Si j’avais eu à prioriser un compte ou l’autre, j’aurais plafonné mon CELI en début de carrière. Avec un horizon de placement lointain, j’y aurais placé des titres plus risqués pour profiter plus tard de gains substantiels non imposables.

Puis, lorsque mon salaire aurait augmenté, disons à 50 000$/an, j’aurais priorisé mon REER pour réduire le montant de mes revenus imposables et obtenir un généreux retour d’impôt (investi par la suite dans mon CELI).

Si j’avais des enfants, le REEE aurait été ma priorité absolue. La subvention gouvernementale de 30% est juste imbattable.

Comment je gère mon portefeuille?

Je prône une approche passive.
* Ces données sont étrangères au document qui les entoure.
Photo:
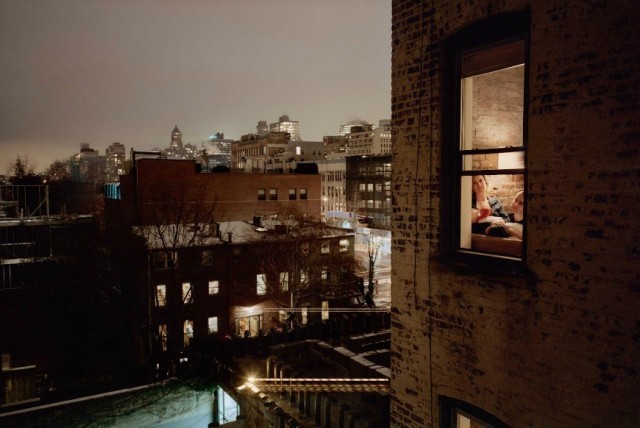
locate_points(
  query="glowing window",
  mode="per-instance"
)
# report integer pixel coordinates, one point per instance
(161, 295)
(214, 287)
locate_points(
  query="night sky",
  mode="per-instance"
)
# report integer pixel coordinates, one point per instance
(100, 71)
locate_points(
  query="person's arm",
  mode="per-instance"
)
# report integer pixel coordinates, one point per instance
(514, 230)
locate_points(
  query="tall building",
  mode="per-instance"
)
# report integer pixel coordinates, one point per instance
(370, 141)
(529, 318)
(88, 165)
(262, 128)
(355, 126)
(178, 150)
(284, 124)
(368, 189)
(115, 155)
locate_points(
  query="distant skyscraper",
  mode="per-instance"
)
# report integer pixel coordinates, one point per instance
(177, 150)
(88, 165)
(355, 126)
(176, 138)
(286, 125)
(115, 154)
(262, 128)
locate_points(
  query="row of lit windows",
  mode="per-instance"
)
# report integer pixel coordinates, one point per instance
(273, 194)
(187, 331)
(187, 293)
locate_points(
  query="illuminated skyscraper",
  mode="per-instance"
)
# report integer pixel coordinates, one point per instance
(286, 125)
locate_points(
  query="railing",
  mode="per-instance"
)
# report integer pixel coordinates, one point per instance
(24, 201)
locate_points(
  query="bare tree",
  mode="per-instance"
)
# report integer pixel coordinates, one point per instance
(173, 216)
(302, 254)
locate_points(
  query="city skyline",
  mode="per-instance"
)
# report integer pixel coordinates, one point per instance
(103, 72)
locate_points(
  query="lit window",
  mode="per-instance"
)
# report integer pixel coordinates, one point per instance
(163, 335)
(485, 127)
(164, 260)
(492, 150)
(187, 295)
(261, 284)
(187, 330)
(284, 281)
(214, 287)
(304, 248)
(161, 295)
(207, 257)
(213, 324)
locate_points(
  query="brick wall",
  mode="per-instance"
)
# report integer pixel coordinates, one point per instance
(560, 345)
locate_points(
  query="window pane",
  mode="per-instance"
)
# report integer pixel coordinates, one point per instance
(163, 334)
(493, 109)
(161, 295)
(213, 324)
(261, 284)
(188, 332)
(492, 213)
(487, 161)
(284, 281)
(214, 287)
(187, 296)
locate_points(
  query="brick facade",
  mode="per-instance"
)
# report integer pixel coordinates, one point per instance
(558, 345)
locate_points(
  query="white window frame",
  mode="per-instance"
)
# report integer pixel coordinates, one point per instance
(261, 284)
(214, 287)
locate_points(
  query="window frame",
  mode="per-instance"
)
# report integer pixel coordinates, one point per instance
(261, 284)
(213, 285)
(215, 324)
(450, 407)
(493, 31)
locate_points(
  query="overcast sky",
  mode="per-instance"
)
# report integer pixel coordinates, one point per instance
(100, 71)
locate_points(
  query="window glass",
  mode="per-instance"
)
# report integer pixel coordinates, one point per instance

Autrement dit, je n’ai absolument pas le goût de passer mon temps à gérer mon portefeuille. Ça tombe bien, il s’agit aussi de l’approche la plus rentable (à mon humble avis).
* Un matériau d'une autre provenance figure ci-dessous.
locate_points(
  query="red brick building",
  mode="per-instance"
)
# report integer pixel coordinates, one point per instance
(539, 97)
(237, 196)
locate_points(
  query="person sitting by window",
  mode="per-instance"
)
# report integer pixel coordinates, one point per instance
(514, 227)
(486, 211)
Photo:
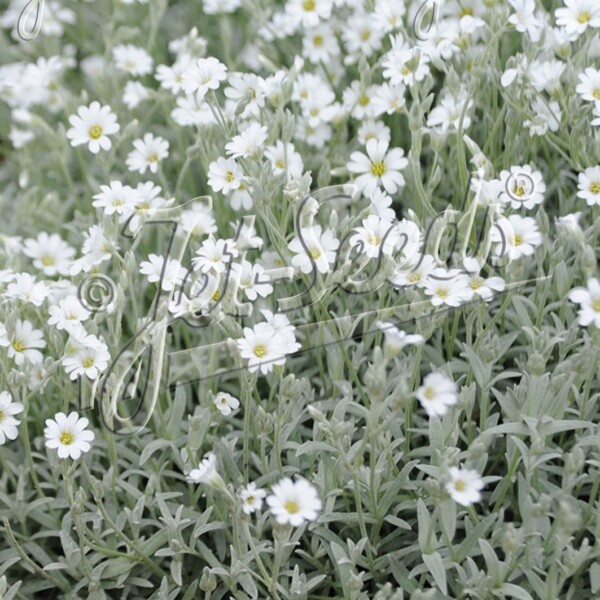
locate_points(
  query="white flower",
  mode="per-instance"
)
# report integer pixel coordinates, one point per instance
(280, 325)
(437, 393)
(206, 472)
(522, 187)
(90, 358)
(373, 130)
(205, 74)
(546, 116)
(446, 117)
(264, 348)
(8, 422)
(226, 403)
(68, 314)
(378, 168)
(134, 94)
(449, 288)
(308, 13)
(525, 19)
(50, 253)
(465, 486)
(314, 247)
(214, 255)
(252, 498)
(147, 153)
(224, 175)
(395, 338)
(294, 502)
(115, 198)
(132, 59)
(578, 15)
(69, 435)
(516, 236)
(376, 236)
(589, 303)
(570, 224)
(248, 143)
(26, 289)
(153, 269)
(92, 125)
(589, 186)
(362, 35)
(23, 342)
(589, 85)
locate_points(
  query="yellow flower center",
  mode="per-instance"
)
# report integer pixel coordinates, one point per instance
(378, 169)
(291, 506)
(66, 438)
(584, 17)
(260, 350)
(95, 132)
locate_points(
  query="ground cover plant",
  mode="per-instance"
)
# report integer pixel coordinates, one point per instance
(299, 299)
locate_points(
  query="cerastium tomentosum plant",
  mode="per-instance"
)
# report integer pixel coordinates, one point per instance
(300, 299)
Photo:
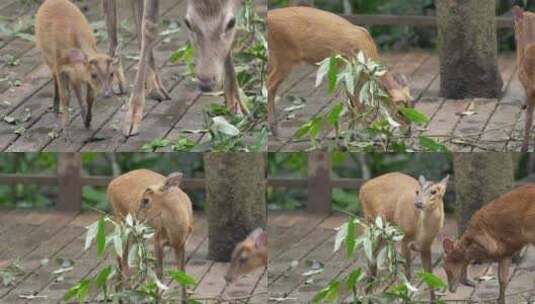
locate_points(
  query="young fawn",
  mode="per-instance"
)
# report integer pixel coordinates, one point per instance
(299, 35)
(495, 233)
(211, 25)
(159, 200)
(68, 47)
(415, 206)
(525, 59)
(248, 255)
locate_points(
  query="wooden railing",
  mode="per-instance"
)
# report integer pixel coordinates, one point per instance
(70, 181)
(407, 20)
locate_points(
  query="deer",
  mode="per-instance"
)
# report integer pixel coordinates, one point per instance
(415, 206)
(211, 26)
(494, 233)
(158, 200)
(298, 35)
(525, 59)
(67, 45)
(248, 255)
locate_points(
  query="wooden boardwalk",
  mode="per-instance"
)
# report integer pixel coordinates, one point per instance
(495, 124)
(28, 124)
(300, 237)
(30, 237)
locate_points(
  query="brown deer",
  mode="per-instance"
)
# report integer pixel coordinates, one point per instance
(211, 26)
(415, 206)
(248, 255)
(159, 200)
(68, 47)
(525, 59)
(494, 233)
(298, 35)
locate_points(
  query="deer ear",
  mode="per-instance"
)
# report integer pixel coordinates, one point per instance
(448, 245)
(444, 181)
(75, 55)
(261, 240)
(173, 180)
(518, 13)
(422, 180)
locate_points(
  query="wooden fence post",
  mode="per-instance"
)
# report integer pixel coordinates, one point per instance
(69, 182)
(319, 182)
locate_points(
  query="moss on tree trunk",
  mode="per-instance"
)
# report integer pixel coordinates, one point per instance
(480, 178)
(235, 199)
(467, 41)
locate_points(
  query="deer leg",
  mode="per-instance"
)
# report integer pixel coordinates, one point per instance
(109, 8)
(90, 99)
(428, 267)
(406, 254)
(528, 124)
(136, 103)
(464, 277)
(231, 89)
(64, 100)
(156, 87)
(77, 88)
(503, 277)
(158, 254)
(56, 95)
(181, 265)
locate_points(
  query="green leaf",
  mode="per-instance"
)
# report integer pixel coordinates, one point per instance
(182, 278)
(102, 277)
(350, 238)
(354, 277)
(329, 293)
(332, 74)
(414, 115)
(101, 236)
(432, 280)
(335, 113)
(431, 145)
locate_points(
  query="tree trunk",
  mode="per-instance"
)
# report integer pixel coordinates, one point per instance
(235, 199)
(480, 178)
(468, 49)
(69, 182)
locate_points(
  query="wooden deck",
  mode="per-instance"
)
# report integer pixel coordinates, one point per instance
(30, 237)
(27, 99)
(496, 124)
(304, 237)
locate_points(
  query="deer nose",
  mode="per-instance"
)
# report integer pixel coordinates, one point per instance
(206, 83)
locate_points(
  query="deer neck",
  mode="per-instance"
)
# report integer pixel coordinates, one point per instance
(429, 224)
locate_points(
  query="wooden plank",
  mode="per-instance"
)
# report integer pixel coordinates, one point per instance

En bâtissant un portefeuille diversifié et en gardant une perspective à long terme, sans essayer de battre le marché en transigeant frénétiquement, on obtient un meilleur rendement et on dort mieux la nuit.

La bonne nouvelle est que les FNB tout-en-un sont automatiquement rééquilibrés. Aucune intervention de la part de l’investisseur n’est nécessaire. Dans mon cas, ça me permet de faire ce que je fais de mieux, c’est-à-dire RIEN.

Même quand les pseudo analystes annoncent l’effondrement total de l’économie, le big reset ou bien une invasion de zombies, je ne touche à rien et je garde le cap.

Ça monte, ça chute, ça remonte, ça rechute… C’est la nature du jeu! Néanmoins, historiquement, sur une longue période, la tendance est à la hausse. Il suffit d’être patient.

« The stock market is a device which transfers money from the impatient to the patient. » - Warren Buffett

Et vous?

Pourquoi je vous raconte tout ça? Pour dédramatiser l’autogestion. Les peurs, souvent véhiculées par les vendeurs à commission, ne font que nous garder enchaînés à des produits et à des services très lucratifs pour eux.

Il est temps de penser aux profits de votre entreprise (votre fonds de liberté). Les banques vont bien s’en sortir sans vous, ne vous inquiétez pas pour elles!

Je pense que la meilleure façon de savoir si l’autogestion est pour vous est de l’essayer. Peut-être ouvrir un compte de courtage et y placer un petit montant pendant quelques mois? Vous serez à même de constater votre tolérance au risque et aux fluctuations du marché.

Puis, selon votre niveau de confort et votre situation financière, vous pourrez ajouter des fonds progressivement. Vous deviendrez petit à petit maître de votre destinée, le PDG de votre vie.